Le père de Martin Couture-Rouleau, Gilles Rouleau, a interpellé les autorités à plusieurs reprises afin qu'elles interviennent auprès de son fils. Déçu de leur inaction, il réclame à présent un changement législatif qui permettrait de renforcer les pouvoirs des services de sécurité.

«S'ils étaient intervenus, il n'y en aurait pas eu [d'attentat]», a-t-il dit vendredi, en référence à l'agression qu'a commise son fils lundi, quand il a foncé sur deux militaires dans un stationnement de Saint-Jean-sur-Richelieu.

Gilles Rouleau a souvent appelé les autorités à l'aide avant que son fils ne passe à l'action. «On me disait qu'avec la loi actuelle, il faut qu'une personne dise qu'elle va faire quelque chose ou qu'elle pose un geste. Ben, lui, il l'a fait, son move», s'est-il désolé.

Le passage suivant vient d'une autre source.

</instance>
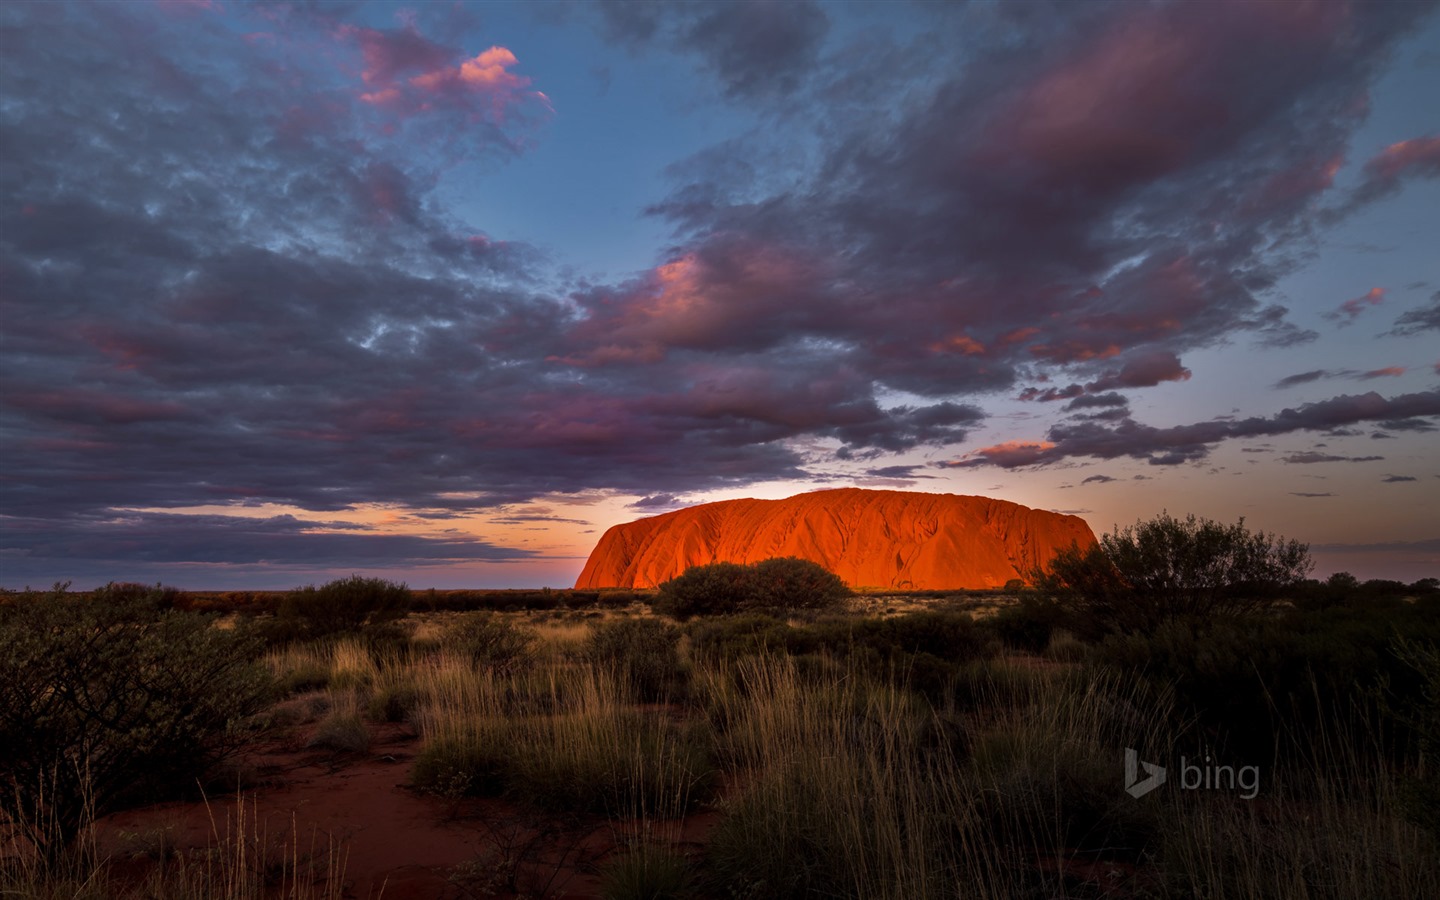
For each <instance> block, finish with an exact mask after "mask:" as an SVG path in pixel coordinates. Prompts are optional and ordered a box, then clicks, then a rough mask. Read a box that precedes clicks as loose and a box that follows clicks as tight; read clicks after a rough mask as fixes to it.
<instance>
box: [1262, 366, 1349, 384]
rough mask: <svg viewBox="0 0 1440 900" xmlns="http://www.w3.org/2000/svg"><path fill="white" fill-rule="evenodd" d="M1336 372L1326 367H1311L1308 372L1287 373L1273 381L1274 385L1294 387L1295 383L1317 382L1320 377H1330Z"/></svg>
mask: <svg viewBox="0 0 1440 900" xmlns="http://www.w3.org/2000/svg"><path fill="white" fill-rule="evenodd" d="M1336 374H1338V373H1335V372H1331V370H1328V369H1312V370H1310V372H1300V373H1297V374H1289V376H1286V377H1283V379H1280V380H1279V382H1276V383H1274V386H1276V387H1295V386H1296V384H1309V383H1310V382H1318V380H1320V379H1332V377H1335V376H1336Z"/></svg>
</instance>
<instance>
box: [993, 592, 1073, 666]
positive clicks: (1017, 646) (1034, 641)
mask: <svg viewBox="0 0 1440 900" xmlns="http://www.w3.org/2000/svg"><path fill="white" fill-rule="evenodd" d="M1064 622H1066V611H1064V608H1063V606H1060V603H1057V602H1056V600H1054V599H1051V598H1047V596H1040V595H1032V593H1031V595H1025V596H1022V598H1021V599H1020V602H1018V603H1014V605H1011V606H1005V608H1004V609H1001V611H999V612H996V613H995V615H994V616H991V618H989V619H985V622H984V625H985V626H986V628H989V629H991V631H992V632H995V636H998V638H999V639H1001V642H1002V644H1004V645H1005V647H1008V648H1011V649H1018V651H1024V652H1031V654H1038V652H1041V651H1043V649H1045V647H1048V645H1050V638H1051V635H1053V634H1054V632H1056V629H1057V628H1060V626H1061V625H1063V624H1064Z"/></svg>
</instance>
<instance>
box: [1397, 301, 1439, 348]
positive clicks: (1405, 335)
mask: <svg viewBox="0 0 1440 900" xmlns="http://www.w3.org/2000/svg"><path fill="white" fill-rule="evenodd" d="M1434 330H1440V291H1436V292H1434V294H1431V295H1430V305H1427V307H1417V308H1414V310H1408V311H1405V312H1403V314H1401V315H1400V318H1397V320H1395V327H1394V328H1391V330H1390V331H1387V334H1394V336H1398V337H1408V336H1411V334H1420V333H1421V331H1434Z"/></svg>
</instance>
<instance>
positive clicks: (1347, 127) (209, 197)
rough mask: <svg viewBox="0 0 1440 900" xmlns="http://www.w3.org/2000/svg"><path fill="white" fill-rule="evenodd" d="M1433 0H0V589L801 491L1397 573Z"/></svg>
mask: <svg viewBox="0 0 1440 900" xmlns="http://www.w3.org/2000/svg"><path fill="white" fill-rule="evenodd" d="M1436 84H1440V16H1437V14H1436V3H1428V1H1424V3H1421V1H1414V3H1413V1H1382V3H1362V1H1348V0H1333V1H1331V0H1326V1H1313V3H1310V1H1303V0H1283V1H1266V0H1259V1H1225V0H1217V1H1212V3H1140V1H1133V0H1132V1H1125V3H1115V4H1106V3H1099V1H1096V3H1074V1H1054V3H1040V1H1035V3H953V4H940V3H910V4H903V3H883V4H864V3H837V4H825V3H808V1H804V0H795V1H786V3H768V1H736V3H723V4H719V3H645V4H634V3H533V4H500V3H410V4H405V3H327V1H314V3H253V4H240V3H232V1H229V0H189V1H186V0H170V1H160V3H143V1H134V3H131V1H127V3H82V4H65V3H33V1H32V3H26V1H12V3H6V4H4V6H0V341H3V343H0V586H4V588H10V589H16V588H23V586H36V588H40V586H49V585H50V583H53V582H58V580H71V582H73V586H75V588H81V589H82V588H92V586H95V585H102V583H105V582H108V580H132V582H147V583H154V582H164V583H167V585H174V586H179V588H184V589H196V590H199V589H285V588H294V586H297V585H305V583H320V582H323V580H327V579H330V577H341V576H347V575H350V573H363V575H369V576H380V577H392V579H397V580H405V582H406V583H409V585H410V586H412V588H432V586H433V588H523V586H541V585H546V586H557V588H559V586H569V585H570V583H573V580H575V577H576V575H577V573H579V570H580V567H582V566H583V562H585V557H586V556H588V553H589V550H590V549H592V547H593V544H595V541H596V540H598V539H599V536H600V534H602V533H603V531H605V528H608V527H611V526H613V524H618V523H622V521H629V520H634V518H638V517H641V516H648V514H657V513H664V511H668V510H674V508H680V507H685V505H691V504H697V503H706V501H714V500H724V498H734V497H769V498H778V497H788V495H792V494H798V492H802V491H811V490H821V488H835V487H868V488H884V490H914V491H932V492H952V494H979V495H986V497H996V498H1002V500H1011V501H1015V503H1021V504H1025V505H1031V507H1037V508H1045V510H1057V511H1063V513H1070V514H1076V516H1081V517H1083V518H1086V521H1089V523H1090V526H1092V528H1093V530H1094V531H1096V533H1097V534H1099V533H1104V531H1110V530H1113V528H1115V527H1117V526H1120V527H1123V526H1129V524H1133V523H1135V521H1140V520H1146V518H1151V517H1153V516H1156V514H1161V513H1162V511H1168V513H1171V514H1175V516H1184V514H1195V516H1200V517H1205V518H1215V520H1221V521H1225V523H1230V521H1236V520H1238V518H1241V517H1243V518H1244V521H1246V526H1247V527H1250V528H1256V530H1263V531H1267V533H1274V534H1280V536H1283V537H1287V539H1296V540H1302V541H1306V543H1309V546H1310V550H1312V554H1313V557H1315V560H1316V569H1315V575H1316V576H1319V577H1325V576H1326V575H1329V573H1332V572H1338V570H1348V572H1352V573H1354V575H1356V576H1359V577H1362V579H1367V577H1394V579H1401V580H1414V579H1418V577H1430V576H1440V513H1436V510H1440V433H1437V429H1440V340H1437V338H1440V252H1437V248H1440V99H1437V92H1436Z"/></svg>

C'est la famille Couture-Rouleau qui a mis les autorités sur la piste de Martin, alias Ahmad, en juin. Les proches du jeune homme s'inquiétaient des importants changements de comportements qu'ils observaient chez lui. La Gendarmerie royale du Canada (GRC) a alors commencé à suivre le converti de près. Aussi Martin Couture-Rouleau a-t-il été placé sur la liste des «voyageurs à haut risque». Quelques semaines avant qu'il ne passe à l'action, on lui a retiré son passeport.

Mais Gilles Rouleau aurait souhaité que l'intervention ne s'arrête pas là. Il aurait voulu que les autorités prennent son fils sous leur aile. «Qu'elles l'encadrent, qu'elles lui fassent passer des tests pour s'assurer que ça [un événement comme celui de lundi] n'arrive pas», a-t-il suggéré. Le père de famille aurait aimé que les services de sécurité réussissent là où il ne cessait d'échouer. Malgré ses nombreuses tentatives.

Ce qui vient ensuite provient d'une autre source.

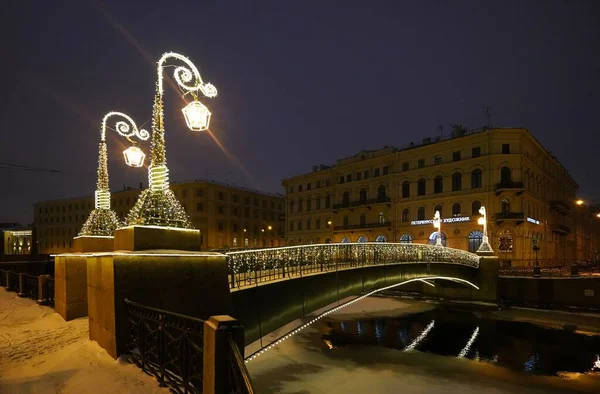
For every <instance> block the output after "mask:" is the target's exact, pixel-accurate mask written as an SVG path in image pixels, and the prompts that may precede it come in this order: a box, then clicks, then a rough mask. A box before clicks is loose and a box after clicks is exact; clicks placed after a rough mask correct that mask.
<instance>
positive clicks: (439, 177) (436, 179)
mask: <svg viewBox="0 0 600 394" xmlns="http://www.w3.org/2000/svg"><path fill="white" fill-rule="evenodd" d="M433 192H434V193H443V192H444V177H443V176H441V175H438V176H436V177H435V179H434V180H433Z"/></svg>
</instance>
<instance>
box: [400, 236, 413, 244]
mask: <svg viewBox="0 0 600 394" xmlns="http://www.w3.org/2000/svg"><path fill="white" fill-rule="evenodd" d="M400 243H403V244H411V243H412V235H410V234H402V236H400Z"/></svg>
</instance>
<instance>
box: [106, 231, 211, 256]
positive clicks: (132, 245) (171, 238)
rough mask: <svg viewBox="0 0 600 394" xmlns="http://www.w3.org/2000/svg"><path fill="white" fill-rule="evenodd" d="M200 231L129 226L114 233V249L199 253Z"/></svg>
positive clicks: (120, 250) (115, 249)
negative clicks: (114, 235)
mask: <svg viewBox="0 0 600 394" xmlns="http://www.w3.org/2000/svg"><path fill="white" fill-rule="evenodd" d="M201 246H202V239H201V236H200V230H189V229H181V228H172V227H156V226H129V227H123V228H120V229H117V230H116V231H115V249H114V250H120V251H121V250H122V251H130V252H134V251H142V250H157V249H168V250H187V251H199V250H200V248H201Z"/></svg>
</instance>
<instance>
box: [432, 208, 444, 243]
mask: <svg viewBox="0 0 600 394" xmlns="http://www.w3.org/2000/svg"><path fill="white" fill-rule="evenodd" d="M433 227H435V228H436V229H437V230H438V236H437V237H435V246H443V245H442V218H441V216H440V211H435V216H434V217H433Z"/></svg>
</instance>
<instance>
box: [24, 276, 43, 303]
mask: <svg viewBox="0 0 600 394" xmlns="http://www.w3.org/2000/svg"><path fill="white" fill-rule="evenodd" d="M22 293H23V294H24V295H23V296H24V297H27V298H31V299H32V300H34V301H37V300H39V295H40V277H39V276H33V275H26V276H25V289H23V291H22Z"/></svg>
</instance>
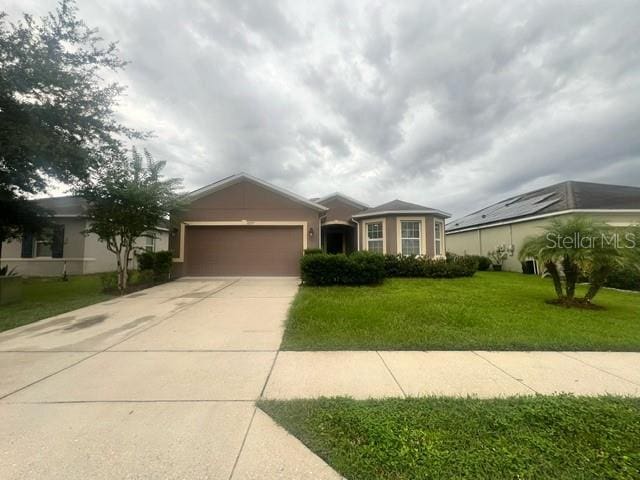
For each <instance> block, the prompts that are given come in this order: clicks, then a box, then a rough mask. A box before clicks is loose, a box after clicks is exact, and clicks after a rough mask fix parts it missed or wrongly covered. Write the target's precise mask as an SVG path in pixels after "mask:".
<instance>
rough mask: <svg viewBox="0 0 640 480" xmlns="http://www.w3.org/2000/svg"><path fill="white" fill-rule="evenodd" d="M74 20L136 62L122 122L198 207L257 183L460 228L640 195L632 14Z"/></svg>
mask: <svg viewBox="0 0 640 480" xmlns="http://www.w3.org/2000/svg"><path fill="white" fill-rule="evenodd" d="M392 4H393V5H392ZM78 5H79V8H80V15H81V17H83V18H84V19H85V20H86V21H87V22H88V23H89V25H91V26H95V27H98V28H99V29H100V32H101V34H102V35H103V36H104V37H105V38H106V39H108V40H118V41H119V42H120V48H121V51H122V55H123V57H124V58H125V59H127V60H129V61H130V62H131V63H130V65H129V66H128V67H127V69H126V71H125V72H124V73H123V74H122V75H121V76H120V81H121V83H123V84H125V85H127V86H128V92H127V97H126V98H125V99H124V101H123V104H122V107H121V115H122V117H123V120H124V122H125V123H127V124H128V125H130V126H132V127H136V128H140V129H150V130H153V131H154V132H155V134H156V137H155V138H154V139H153V140H152V141H151V142H150V143H149V145H148V148H149V149H150V150H151V152H152V153H153V154H154V155H155V156H156V157H157V158H159V159H164V160H167V162H168V168H167V173H168V174H169V175H172V176H179V177H182V178H184V182H185V185H186V186H187V187H188V188H189V189H194V188H196V187H200V186H202V185H205V184H207V183H210V182H212V181H214V180H216V179H219V178H221V177H224V176H227V175H229V174H233V173H236V172H239V171H246V172H248V173H251V174H253V175H256V176H258V177H260V178H263V179H265V180H267V181H271V182H273V183H275V184H277V185H279V186H282V187H285V188H288V189H290V190H293V191H295V192H297V193H299V194H301V195H305V196H308V197H311V196H320V195H324V194H328V193H331V192H333V191H336V190H338V191H342V192H344V193H346V194H347V195H350V196H352V197H355V198H358V199H361V200H363V201H364V202H367V203H369V204H371V205H375V204H377V203H382V202H385V201H388V200H392V199H394V198H400V199H403V200H406V201H411V202H415V203H421V204H425V205H428V206H432V207H436V208H440V209H443V210H447V211H450V212H451V213H453V214H454V215H461V214H465V213H468V212H470V211H473V210H477V209H478V208H480V207H483V206H485V205H486V204H488V203H491V202H494V201H497V200H500V199H502V198H505V197H508V196H509V195H512V194H516V193H518V192H523V191H527V190H530V189H533V188H536V187H541V186H545V185H548V184H552V183H555V182H559V181H563V180H568V179H573V180H586V181H597V182H607V183H618V184H625V185H636V186H638V185H640V2H637V1H618V0H615V1H610V2H603V1H592V2H590V1H577V2H570V1H562V2H558V1H550V2H544V1H531V0H525V1H514V0H509V1H504V0H500V1H495V2H453V1H450V2H428V1H408V0H407V1H402V2H373V1H362V2H360V1H354V0H348V1H320V2H319V1H309V2H303V1H300V0H292V1H290V2H276V1H255V2H251V1H243V0H228V1H209V0H207V1H195V0H188V1H186V0H185V1H179V0H175V1H164V0H157V1H143V0H135V1H132V0H102V1H100V2H98V1H94V0H91V1H89V0H79V2H78ZM54 6H55V2H54V1H49V0H40V1H34V0H20V1H19V2H17V1H14V0H9V5H8V11H9V12H10V13H11V14H12V17H13V18H15V14H17V13H19V12H21V11H25V10H26V11H29V12H31V13H35V14H40V13H44V12H46V11H47V10H51V9H52V7H54Z"/></svg>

«Moi, je le voyais, mon gars. Ça n'allait pas et il ne pensait pas bien. Je lui disais: "Viens avec moi, ta pensée n'est pas bonne, on va aller voir du monde." Je lui en parlais toutes les semaines, pratiquement», a-t-il dit. Gilles Rouleau a d'abord contacté la police de Saint-Jean, qui l'a orienté vers la Sûreté du Québec, puis la GRC.

Impuissance policière

Aucun de ces corps policiers n'a pu prévenir le pire. Malgré les nombreuses rencontres de la GRC avec Martin Couture-Rouleau, malgré l'implication de l'imam de la mosquée qu'il fréquentait, les autorités n'ont pas été en mesure de pressentir l'attentat.

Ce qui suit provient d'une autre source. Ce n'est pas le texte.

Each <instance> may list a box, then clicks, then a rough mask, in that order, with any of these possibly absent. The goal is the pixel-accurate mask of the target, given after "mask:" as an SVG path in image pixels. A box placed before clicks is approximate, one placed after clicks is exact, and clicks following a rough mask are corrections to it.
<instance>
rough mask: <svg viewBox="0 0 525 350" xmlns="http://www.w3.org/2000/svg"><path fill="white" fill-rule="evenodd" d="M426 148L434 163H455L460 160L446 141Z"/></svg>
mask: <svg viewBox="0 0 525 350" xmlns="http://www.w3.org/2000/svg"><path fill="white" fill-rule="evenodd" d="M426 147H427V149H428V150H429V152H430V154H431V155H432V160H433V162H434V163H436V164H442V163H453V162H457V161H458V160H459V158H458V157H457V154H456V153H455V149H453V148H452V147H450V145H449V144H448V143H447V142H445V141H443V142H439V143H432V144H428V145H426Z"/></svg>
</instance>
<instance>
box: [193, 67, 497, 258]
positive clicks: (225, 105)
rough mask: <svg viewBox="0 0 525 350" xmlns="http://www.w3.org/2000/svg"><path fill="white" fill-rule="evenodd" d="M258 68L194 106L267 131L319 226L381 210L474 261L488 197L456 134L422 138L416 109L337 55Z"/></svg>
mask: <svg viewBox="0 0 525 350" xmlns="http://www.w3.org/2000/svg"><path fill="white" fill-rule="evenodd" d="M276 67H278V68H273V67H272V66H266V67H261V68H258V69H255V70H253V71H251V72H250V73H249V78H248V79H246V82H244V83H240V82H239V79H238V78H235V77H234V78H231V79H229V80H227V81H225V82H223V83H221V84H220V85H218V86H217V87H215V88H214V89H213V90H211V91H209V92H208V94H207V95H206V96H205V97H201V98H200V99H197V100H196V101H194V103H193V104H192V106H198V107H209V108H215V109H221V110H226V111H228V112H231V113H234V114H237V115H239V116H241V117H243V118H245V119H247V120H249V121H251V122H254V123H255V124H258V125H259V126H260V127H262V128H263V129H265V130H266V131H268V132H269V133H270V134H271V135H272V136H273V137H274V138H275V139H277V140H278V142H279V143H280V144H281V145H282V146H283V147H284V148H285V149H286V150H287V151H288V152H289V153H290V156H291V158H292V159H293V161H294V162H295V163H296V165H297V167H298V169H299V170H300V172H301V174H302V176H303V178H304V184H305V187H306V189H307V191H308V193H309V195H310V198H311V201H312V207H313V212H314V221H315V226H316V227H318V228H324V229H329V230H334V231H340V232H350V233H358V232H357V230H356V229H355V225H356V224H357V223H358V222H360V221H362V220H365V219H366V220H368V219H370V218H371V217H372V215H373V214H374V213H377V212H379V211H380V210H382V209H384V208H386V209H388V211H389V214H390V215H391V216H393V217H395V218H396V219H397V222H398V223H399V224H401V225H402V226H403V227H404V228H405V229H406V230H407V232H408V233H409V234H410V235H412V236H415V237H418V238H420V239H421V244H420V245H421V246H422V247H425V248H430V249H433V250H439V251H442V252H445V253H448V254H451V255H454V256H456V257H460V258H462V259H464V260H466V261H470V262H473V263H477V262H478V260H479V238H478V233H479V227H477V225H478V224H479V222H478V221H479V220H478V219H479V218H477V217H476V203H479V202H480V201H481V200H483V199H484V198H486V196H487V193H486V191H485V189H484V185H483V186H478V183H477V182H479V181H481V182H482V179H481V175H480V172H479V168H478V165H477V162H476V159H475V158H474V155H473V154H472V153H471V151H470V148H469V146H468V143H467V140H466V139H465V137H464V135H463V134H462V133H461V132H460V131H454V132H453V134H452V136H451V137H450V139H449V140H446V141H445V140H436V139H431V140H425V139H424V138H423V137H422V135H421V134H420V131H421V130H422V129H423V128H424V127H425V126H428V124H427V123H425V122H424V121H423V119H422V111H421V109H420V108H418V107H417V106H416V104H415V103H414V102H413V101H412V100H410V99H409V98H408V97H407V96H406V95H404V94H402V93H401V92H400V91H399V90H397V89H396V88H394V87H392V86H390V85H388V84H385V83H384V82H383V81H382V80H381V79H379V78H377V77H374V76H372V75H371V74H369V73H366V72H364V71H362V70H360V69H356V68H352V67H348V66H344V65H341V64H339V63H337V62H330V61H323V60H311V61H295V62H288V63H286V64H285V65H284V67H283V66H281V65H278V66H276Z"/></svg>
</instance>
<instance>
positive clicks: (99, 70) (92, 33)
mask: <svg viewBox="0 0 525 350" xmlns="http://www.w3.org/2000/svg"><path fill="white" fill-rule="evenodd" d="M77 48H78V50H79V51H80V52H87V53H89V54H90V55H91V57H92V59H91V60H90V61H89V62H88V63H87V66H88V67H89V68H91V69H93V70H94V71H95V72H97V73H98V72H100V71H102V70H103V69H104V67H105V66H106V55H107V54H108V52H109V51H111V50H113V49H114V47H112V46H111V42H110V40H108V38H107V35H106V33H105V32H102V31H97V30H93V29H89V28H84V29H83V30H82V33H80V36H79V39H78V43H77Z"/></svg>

«Il est très difficile [d'anticiper un geste], lorsqu'une personne planifie seule un acte, qu'il n'y a pas de préparation manifeste et qu'il utilise un véhicule comme arme», a déclaré la surintendante Martine Fontaine, de la GRC.

Bien qu'il reconnaisse les limites des services de sécurité, Gilles Rouleau n'a pas perdu confiance en la police pour autant. «Le policier m'a dit qu'il veut comprendre la radicalisation de Martin de A à Z», a-t-il rapporté. Lui aussi a hâte de comprendre le processus par lequel son fils est passé.

«Je vais attendre les résultats de l'enquête», a avancé le père, qui, à l'inverse, souhaite qu'une nouvelle loi soit créée rapidement.